🤖 AI Summary
Current data distillation (DD) evaluation heavily relies on test accuracy, making it susceptible to confounding factors such as soft labels and strong data augmentations—thus failing to reflect the intrinsic information quality of distilled images and compromising evaluation fidelity and reproducibility. To address this, we propose DD-Ranking: the first decoupled, robust, unified evaluation framework for DD. It isolates external technical influences via rank-consistency analysis, cross-model generalization testing, and ablation-driven benchmarking, focusing instead on the genuine information gain encoded in distilled data. Additionally, zero-shot transfer evaluation is introduced to assess the fundamental representational capacity of distilled samples. Experiments on CIFAR and ImageNet-1K reveal that performance gains reported for several state-of-the-art methods stem from “evaluation contamination” rather than true distillation efficacy. DD-Ranking substantially improves method discriminability, evaluation fairness, and result reproducibility.
📝 Abstract
In recent years, dataset distillation has provided a reliable solution for data compression, where models trained on the resulting smaller synthetic datasets achieve performance comparable to those trained on the original datasets. To further improve the performance of synthetic datasets, various training pipelines and optimization objectives have been proposed, greatly advancing the field of dataset distillation.
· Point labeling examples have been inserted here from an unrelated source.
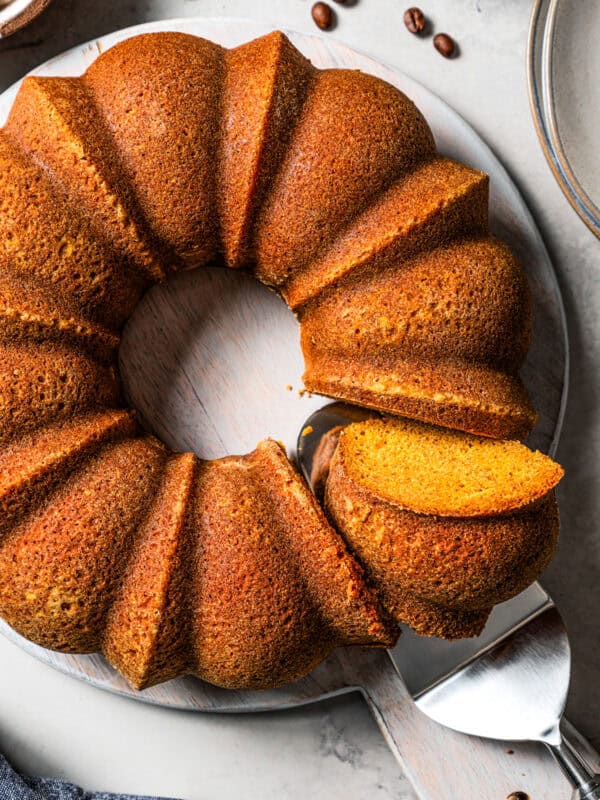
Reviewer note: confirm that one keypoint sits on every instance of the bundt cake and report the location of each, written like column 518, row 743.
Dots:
column 172, row 152
column 448, row 524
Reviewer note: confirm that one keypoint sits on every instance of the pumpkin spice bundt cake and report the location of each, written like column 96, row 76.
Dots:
column 170, row 153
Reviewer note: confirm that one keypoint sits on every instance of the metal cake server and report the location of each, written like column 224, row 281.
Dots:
column 510, row 683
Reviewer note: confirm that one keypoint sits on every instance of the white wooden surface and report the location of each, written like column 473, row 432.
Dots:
column 200, row 388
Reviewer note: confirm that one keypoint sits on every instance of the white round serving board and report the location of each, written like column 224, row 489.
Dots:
column 209, row 358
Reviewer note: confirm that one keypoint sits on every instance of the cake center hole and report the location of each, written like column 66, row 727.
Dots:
column 211, row 360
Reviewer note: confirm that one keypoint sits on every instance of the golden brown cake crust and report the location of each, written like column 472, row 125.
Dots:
column 147, row 636
column 334, row 166
column 266, row 83
column 160, row 95
column 414, row 340
column 77, row 548
column 44, row 382
column 439, row 574
column 271, row 622
column 43, row 238
column 56, row 122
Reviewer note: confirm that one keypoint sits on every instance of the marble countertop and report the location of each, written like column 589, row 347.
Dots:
column 53, row 725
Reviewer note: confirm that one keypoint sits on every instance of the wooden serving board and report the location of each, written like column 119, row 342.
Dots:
column 212, row 361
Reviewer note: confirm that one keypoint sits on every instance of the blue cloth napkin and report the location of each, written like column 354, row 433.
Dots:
column 20, row 787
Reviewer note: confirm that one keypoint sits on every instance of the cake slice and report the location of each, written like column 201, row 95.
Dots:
column 160, row 97
column 29, row 314
column 32, row 467
column 439, row 201
column 438, row 338
column 445, row 524
column 56, row 122
column 44, row 382
column 334, row 166
column 266, row 82
column 77, row 547
column 42, row 237
column 147, row 636
column 272, row 588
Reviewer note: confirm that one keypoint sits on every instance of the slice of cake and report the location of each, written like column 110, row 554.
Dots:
column 445, row 524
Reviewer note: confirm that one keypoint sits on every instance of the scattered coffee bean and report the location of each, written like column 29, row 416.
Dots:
column 414, row 19
column 322, row 15
column 444, row 44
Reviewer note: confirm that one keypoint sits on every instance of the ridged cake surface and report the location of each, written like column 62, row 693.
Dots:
column 448, row 524
column 171, row 153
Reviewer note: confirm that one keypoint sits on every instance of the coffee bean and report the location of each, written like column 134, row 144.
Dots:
column 414, row 19
column 323, row 16
column 444, row 44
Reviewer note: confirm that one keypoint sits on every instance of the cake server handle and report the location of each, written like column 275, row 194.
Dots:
column 571, row 757
column 440, row 763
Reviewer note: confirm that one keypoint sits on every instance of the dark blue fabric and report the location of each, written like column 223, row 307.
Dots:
column 21, row 787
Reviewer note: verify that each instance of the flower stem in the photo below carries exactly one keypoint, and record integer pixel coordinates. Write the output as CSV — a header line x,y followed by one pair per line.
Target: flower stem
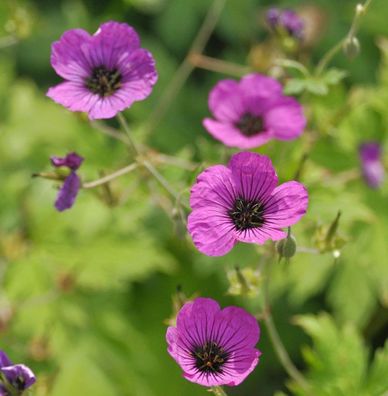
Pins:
x,y
218,391
218,65
276,341
112,176
326,59
125,126
186,67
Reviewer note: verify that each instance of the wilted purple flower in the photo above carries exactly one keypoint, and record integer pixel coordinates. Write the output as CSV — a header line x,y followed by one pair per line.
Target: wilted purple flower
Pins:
x,y
372,168
105,72
241,202
251,112
71,185
285,20
17,376
214,347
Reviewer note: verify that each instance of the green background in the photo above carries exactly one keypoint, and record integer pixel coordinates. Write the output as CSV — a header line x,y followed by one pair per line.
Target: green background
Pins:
x,y
85,294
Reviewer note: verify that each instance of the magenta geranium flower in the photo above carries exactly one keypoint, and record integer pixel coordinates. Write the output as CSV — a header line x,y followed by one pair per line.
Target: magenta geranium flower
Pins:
x,y
105,72
249,113
214,347
72,183
242,202
372,167
14,378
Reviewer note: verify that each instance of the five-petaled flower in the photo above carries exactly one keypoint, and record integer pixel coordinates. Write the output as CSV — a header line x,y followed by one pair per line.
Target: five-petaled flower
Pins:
x,y
214,347
14,378
105,72
287,21
372,167
72,183
251,112
241,202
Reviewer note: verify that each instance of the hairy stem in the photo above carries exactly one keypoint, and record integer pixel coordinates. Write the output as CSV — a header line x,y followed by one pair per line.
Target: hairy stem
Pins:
x,y
112,176
218,391
186,67
276,341
326,59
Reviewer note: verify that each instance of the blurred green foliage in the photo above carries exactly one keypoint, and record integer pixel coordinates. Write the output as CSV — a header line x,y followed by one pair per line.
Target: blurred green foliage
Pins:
x,y
85,294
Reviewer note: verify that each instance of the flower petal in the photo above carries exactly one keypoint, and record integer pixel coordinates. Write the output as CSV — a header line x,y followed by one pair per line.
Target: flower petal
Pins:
x,y
212,231
73,96
232,137
254,176
68,193
68,57
287,204
285,120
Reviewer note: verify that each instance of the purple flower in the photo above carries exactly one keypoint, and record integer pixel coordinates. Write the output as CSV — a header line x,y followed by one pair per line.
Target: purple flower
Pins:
x,y
105,72
214,347
241,202
17,376
251,112
285,20
69,190
372,168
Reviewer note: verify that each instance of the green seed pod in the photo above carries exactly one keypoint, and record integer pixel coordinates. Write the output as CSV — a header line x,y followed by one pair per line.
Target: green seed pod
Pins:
x,y
286,247
351,47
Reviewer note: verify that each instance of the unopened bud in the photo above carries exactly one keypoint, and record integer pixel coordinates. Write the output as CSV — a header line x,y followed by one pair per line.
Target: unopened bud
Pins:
x,y
351,47
286,248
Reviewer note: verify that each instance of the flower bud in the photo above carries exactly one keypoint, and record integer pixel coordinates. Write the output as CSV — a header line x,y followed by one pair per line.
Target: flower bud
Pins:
x,y
351,47
286,247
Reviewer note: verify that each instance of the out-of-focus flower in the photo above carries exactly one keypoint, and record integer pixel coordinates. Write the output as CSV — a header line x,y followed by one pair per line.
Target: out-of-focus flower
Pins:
x,y
16,377
72,183
241,202
214,347
287,21
105,72
253,111
372,168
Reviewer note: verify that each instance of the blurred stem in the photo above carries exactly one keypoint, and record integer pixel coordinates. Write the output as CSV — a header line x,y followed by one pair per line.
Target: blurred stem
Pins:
x,y
218,391
276,341
164,183
186,67
112,176
326,59
7,41
125,126
218,65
Recent decoupled dataset distillation methods introduce soft labels and stronger data augmentation during the post-evaluation phase and scale dataset distillation up to larger datasets (e.g., ImageNet-1K). However, this raises a question: Is accuracy still a reliable metric to fairly evaluate dataset distillation methods? Our empirical findings suggest that the performance improvements of these methods often stem from additional techniques rather than the inherent quality of the images themselves, with even randomly sampled images achieving superior results. Such misaligned evaluation settings severely hinder the development of DD. Therefore, we propose DD-Ranking, a unified evaluation framework, along with new general evaluation metrics to uncover the true performance improvements achieved by different methods. By refocusing on the actual information enhancement of distilled datasets, DD-Ranking provides a more comprehensive and fair evaluation standard for future research advancements.